Surface integrals of vector fields

[cjc0117]

The integral for calculating the flux of a vector field through a surface S with parametrization r(u,v) can be written as:

$\int\int_{D}F\bullet(r_{u}\times r_{v})dA$

But what's to stop one from multiplying the normal vector $r_{u}\times r_{v}$ by a scalar, which would result in a different flux? When you're asked to find the flux of a vector field through a surface, how do you know which scalar to use?

 

[Dick]

dA is du*dv, right? That's your formula. It doesn't say you can multiply the normal vector in the formula by an arbitrary number. Why would you do that?

 

[cjc0117]

I got confused because I was trying to solve a problem where you had to use Stoke's theorem to find the flux of the vector field <2x,3y,z³> through the curve of intersection of the paraboloid z=x²+y² and the plane 2x+4y+z=1, when C is traversed conterclockwise when viewed from the origin. So I found the curl to be <0,0,5>, the normal to the plane <2,4,1> and the region D traced out by the curve C to be a circle of radius sqrt(6). The flux I think is just -<0,0,5>*<2,4,1>π(sqrt(6))²=-30π. But then I started thinking, since any normal can be used to find the scalar equation of a plane, why can't the normal <2,4,1> be multiplied by, say, 2 to get <4,8,2>. It'll still be normal to the plane, right? Then the flux would be -60π. But now that I think of it more, that doesn't make sense, since the normal vector was derived from the scalar equation of the plane, which dictates that the normal vector be <2,4,1>.

 

[Dick]

I got confused because I was trying to solve a problem where you had to use Stoke's theorem to find the flux of the vector field <2x,3y,z³> through the curve of intersection of the paraboloid z=x²+y² and the plane 2x+4y+z=1, when C is traversed conterclockwise when viewed from the origin. So I found the curl to be <0,0,5>, the normal to the plane <2,4,1> and the region D traced out by the curve C to be a circle of radius sqrt(6). The flux I think is just -<0,0,5>*<2,4,1>π(sqrt(6))²=-30π. But then I started thinking, since any normal can be used to find the scalar equation of a plane, why can't the normal <2,4,1> be multiplied by, say, 2 to get <4,8,2>. It'll still be normal to the plane, right?
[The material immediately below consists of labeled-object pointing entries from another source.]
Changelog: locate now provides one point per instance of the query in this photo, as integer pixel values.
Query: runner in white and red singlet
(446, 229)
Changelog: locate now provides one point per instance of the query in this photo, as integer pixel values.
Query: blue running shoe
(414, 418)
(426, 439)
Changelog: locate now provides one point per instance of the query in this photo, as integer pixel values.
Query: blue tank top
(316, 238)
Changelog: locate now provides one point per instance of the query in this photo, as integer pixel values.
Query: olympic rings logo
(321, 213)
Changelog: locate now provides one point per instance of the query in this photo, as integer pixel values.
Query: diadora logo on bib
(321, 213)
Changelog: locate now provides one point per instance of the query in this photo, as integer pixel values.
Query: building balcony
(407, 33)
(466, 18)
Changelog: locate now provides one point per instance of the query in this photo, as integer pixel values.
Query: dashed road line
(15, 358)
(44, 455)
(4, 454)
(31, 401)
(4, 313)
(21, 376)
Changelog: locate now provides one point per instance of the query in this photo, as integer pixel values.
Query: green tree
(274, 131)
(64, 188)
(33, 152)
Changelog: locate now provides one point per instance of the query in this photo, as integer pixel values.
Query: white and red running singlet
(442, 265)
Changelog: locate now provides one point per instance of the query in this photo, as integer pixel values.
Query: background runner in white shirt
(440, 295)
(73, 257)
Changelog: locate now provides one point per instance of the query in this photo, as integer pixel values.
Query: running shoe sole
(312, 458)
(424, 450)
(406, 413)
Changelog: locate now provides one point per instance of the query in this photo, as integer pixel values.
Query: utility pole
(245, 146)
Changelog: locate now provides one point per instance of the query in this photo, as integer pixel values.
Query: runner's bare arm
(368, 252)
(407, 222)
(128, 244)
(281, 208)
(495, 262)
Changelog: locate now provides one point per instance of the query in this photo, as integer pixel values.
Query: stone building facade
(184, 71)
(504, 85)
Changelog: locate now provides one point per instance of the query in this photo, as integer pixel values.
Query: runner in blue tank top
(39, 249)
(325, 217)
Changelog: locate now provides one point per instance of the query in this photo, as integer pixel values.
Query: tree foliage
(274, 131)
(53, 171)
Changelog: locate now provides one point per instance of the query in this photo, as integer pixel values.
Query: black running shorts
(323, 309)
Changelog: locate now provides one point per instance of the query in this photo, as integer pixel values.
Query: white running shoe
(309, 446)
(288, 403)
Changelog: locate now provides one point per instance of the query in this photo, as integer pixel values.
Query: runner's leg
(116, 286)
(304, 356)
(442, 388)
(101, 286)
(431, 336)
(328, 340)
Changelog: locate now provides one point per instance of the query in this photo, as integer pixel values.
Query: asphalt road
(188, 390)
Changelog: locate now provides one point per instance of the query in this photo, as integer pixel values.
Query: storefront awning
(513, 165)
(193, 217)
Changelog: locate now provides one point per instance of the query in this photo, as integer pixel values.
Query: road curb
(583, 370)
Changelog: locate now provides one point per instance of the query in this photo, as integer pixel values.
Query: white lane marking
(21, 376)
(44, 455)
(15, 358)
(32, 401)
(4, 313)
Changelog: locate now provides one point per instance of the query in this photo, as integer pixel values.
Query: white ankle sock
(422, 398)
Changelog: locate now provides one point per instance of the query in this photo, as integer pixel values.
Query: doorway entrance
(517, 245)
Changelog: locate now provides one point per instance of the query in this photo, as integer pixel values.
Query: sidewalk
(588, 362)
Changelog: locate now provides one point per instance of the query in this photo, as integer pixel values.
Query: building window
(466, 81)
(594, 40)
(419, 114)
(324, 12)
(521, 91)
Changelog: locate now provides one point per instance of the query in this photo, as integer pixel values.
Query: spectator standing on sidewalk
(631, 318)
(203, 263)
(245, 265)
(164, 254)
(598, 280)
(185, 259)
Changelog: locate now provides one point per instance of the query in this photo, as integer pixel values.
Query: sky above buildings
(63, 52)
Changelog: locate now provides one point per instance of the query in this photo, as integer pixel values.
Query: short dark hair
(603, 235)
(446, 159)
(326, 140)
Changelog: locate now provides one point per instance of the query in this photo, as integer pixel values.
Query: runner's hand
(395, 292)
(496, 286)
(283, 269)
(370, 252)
Then the flux would be -60π. But now that I think of it more, that doesn't make sense, since the normal vector was derived from the scalar equation of the plane, which dictates that the normal vector be <2,4,1>.

Your formula uses a specific normal vector and a specific surface measure dA=du*dv. Sometimes you do it with a unit normal vector and a different notion of surface measure. The two are interrelated. You can't change one without changing the other.

 

[cjc0117]

Thank you. So it can't be changed just by virtue of the definition of the differential dS=(r_u x r_v)dudv, which relies on a unique parameterization r(u,v) (or at least unique within the scope of a single coordinate system)? I really don't understand why this was troubling me; I must have been very tired last night.